Les décisions des organes régionaux juridictionnels ou quasi-juridictionnels de protection des droits de l’Homme (A), la multiplication des grands procès sur les atteintes graves à l’environnement et les nouvelles formes d’accountabilitydu secteur privé (B) participent à la mise en relation des « droits de l’Homme et de l’environnement ».
Que ce soit sur la base de plaintes individuelles ou collectives, les décisions « jurisprudentielles » relatives aux questions environnementales, issues des systèmes européen, africain et interaméricain relatifs aux droits de l’Homme, ont contribué à consolider l’édifice du lien entre « environnement et droits de l’Homme », en s’appuyant sur certains droits, tels que le droit à la vie, le droit à la santé, le droit à la vie privée et familiale, le droit à la propriété et le droit au développement.

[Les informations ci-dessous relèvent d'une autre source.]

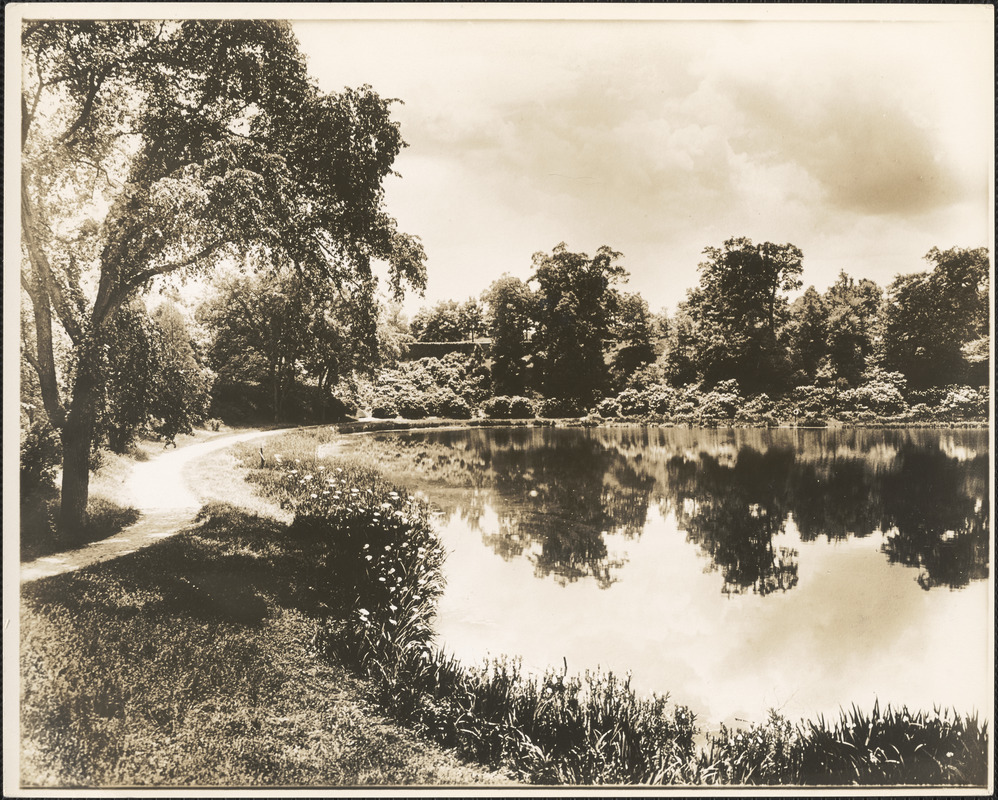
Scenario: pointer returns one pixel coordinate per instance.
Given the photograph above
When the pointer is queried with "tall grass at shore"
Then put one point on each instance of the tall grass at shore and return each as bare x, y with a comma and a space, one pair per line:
377, 583
191, 663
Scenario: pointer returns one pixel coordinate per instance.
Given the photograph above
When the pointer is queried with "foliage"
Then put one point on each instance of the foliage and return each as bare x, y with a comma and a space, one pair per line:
575, 309
886, 748
738, 312
503, 407
880, 391
39, 536
377, 581
554, 408
807, 330
182, 664
167, 148
509, 320
40, 452
276, 330
930, 317
449, 321
448, 387
150, 377
634, 331
853, 325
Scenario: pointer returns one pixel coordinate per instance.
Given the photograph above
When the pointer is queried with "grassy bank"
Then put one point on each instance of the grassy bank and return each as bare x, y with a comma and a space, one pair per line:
192, 663
382, 572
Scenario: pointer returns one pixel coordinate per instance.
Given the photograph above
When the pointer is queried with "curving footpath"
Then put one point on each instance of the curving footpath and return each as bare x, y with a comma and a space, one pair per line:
159, 492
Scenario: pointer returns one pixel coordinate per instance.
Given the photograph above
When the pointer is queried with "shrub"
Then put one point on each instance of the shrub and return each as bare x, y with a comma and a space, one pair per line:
721, 402
553, 408
41, 450
889, 748
497, 407
881, 392
380, 574
662, 399
757, 409
608, 408
520, 407
962, 402
412, 408
633, 403
450, 405
385, 410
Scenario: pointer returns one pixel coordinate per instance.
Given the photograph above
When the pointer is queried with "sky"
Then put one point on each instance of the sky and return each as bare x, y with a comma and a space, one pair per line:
864, 143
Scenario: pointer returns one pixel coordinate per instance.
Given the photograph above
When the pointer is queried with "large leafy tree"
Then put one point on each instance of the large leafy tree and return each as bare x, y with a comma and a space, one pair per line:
575, 308
634, 330
449, 321
509, 320
163, 148
932, 319
273, 328
739, 310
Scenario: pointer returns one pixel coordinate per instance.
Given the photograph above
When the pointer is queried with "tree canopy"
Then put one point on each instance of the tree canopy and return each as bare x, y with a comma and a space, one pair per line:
167, 148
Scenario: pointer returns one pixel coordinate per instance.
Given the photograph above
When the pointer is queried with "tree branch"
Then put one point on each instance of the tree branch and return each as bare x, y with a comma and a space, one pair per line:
43, 270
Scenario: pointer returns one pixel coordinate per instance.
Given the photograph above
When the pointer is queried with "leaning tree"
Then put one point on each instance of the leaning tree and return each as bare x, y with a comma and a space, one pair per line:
156, 149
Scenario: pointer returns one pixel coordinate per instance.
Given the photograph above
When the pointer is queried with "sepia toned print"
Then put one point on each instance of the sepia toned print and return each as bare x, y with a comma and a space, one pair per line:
499, 398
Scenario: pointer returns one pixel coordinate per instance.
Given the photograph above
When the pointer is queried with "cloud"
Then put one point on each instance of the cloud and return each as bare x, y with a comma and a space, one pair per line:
867, 155
864, 144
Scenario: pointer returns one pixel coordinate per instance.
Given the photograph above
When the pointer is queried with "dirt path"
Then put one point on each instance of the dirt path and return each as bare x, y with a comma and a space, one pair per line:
167, 501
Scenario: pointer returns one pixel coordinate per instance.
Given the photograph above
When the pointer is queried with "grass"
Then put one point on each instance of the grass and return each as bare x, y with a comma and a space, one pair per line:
561, 729
189, 663
247, 652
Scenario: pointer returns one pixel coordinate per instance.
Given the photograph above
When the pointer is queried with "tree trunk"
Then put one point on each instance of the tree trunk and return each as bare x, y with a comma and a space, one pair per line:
77, 437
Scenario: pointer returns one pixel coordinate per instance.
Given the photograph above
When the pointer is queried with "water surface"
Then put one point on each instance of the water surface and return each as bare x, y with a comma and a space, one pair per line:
739, 570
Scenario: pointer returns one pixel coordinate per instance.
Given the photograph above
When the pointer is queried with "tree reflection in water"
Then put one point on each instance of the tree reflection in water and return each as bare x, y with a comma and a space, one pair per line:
555, 503
557, 493
732, 512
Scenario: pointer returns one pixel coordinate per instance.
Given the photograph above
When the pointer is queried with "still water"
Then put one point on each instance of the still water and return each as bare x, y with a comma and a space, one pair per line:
738, 570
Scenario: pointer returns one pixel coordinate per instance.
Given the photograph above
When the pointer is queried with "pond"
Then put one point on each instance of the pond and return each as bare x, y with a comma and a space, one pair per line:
739, 570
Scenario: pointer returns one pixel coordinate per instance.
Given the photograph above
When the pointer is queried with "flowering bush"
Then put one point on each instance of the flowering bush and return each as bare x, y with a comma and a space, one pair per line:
380, 575
961, 402
880, 392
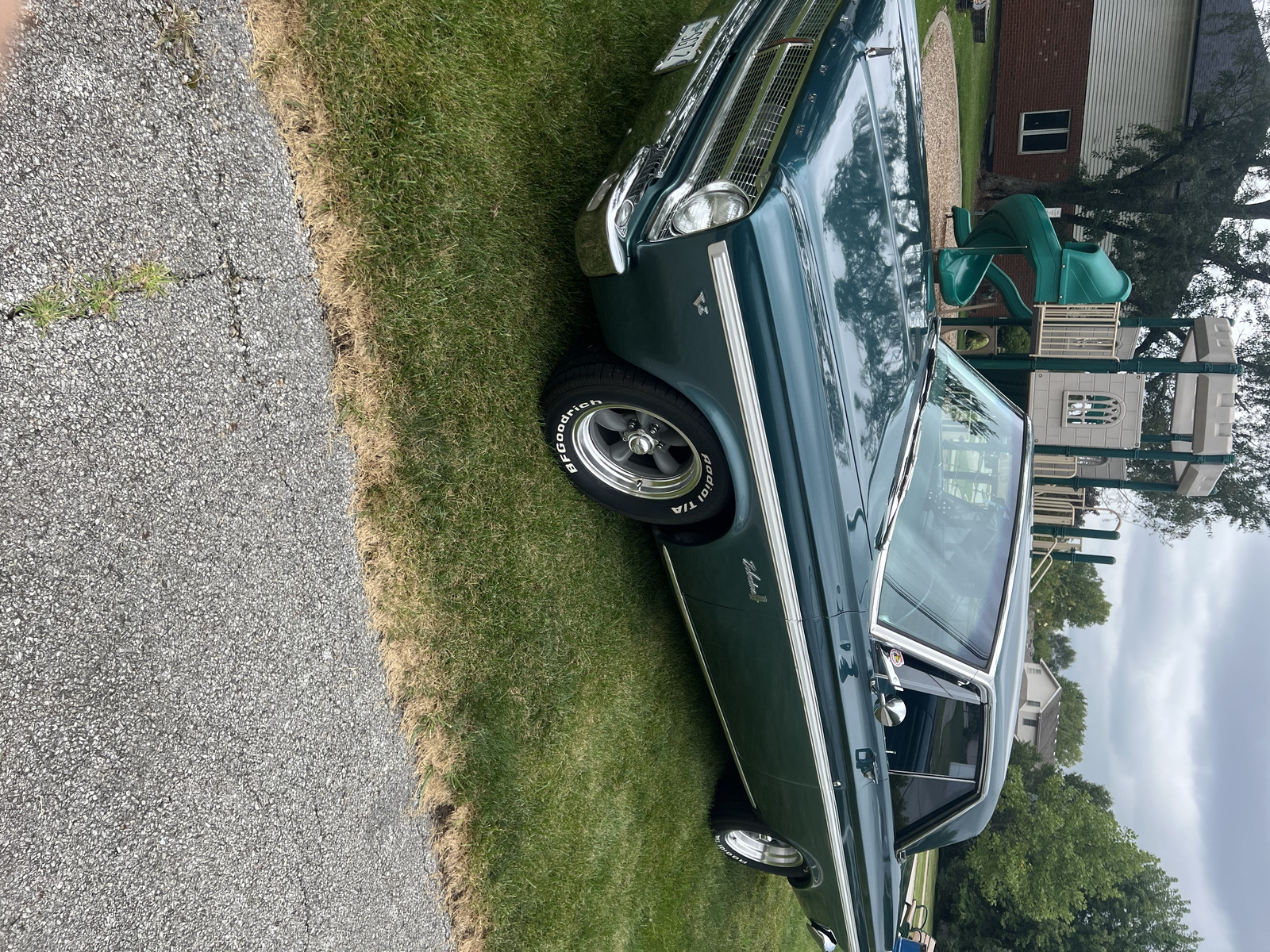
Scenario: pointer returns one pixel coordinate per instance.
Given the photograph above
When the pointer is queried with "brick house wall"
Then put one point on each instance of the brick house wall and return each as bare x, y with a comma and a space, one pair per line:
1043, 63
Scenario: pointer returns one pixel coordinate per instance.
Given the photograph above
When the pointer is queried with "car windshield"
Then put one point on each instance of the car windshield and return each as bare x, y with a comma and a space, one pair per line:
946, 564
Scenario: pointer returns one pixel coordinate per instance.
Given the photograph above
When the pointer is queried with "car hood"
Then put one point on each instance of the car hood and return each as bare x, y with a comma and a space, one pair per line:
854, 167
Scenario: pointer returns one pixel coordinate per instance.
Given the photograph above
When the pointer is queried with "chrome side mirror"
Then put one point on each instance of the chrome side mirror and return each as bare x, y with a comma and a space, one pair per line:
891, 711
823, 937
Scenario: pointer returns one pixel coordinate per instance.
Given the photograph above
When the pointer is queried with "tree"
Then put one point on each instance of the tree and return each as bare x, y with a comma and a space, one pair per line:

La Cour interaméricaine des droits de l’Homme a progressivement construit des obligations positives envers les États lors de grands projets de développement ou d’investissements susceptibles de compromettre l’exercice des droits des populations autochtones ou locales sur leur environnement. Ainsi, par exemple, le 25 juillet 2012, la Cour Interaméricaine des droits de l’Homme (CIDH) (43) a jugé l’État équatorien responsable de la violation du droit du peuple Kichwa de Sarayaku à la consultation préalable, à la propriété collective, à l’identité culturelle, mais également au droit à la vie et à l’intégrité physique dans une affaire où l’Étatavait autorisé une compagnie pétrolière étrangère à utiliser les terres traditionnelles de cette communauté sans avoir été consultée. La Cour et la Commission interaméricaine ont surtout construit des standards de protection pour les populations autochtones ou locales (44) dans leur environnement. Ainsi, ont été consacrés un droit de propriété sur les terres que ces populations ont traditionnellement occupées et des obligations à la charge de l’État en matière de « démocratie environnementale » (consultations efficaces et appropriées sur le plan culturel, consentement libre et préalable en connaissance de cause) (45).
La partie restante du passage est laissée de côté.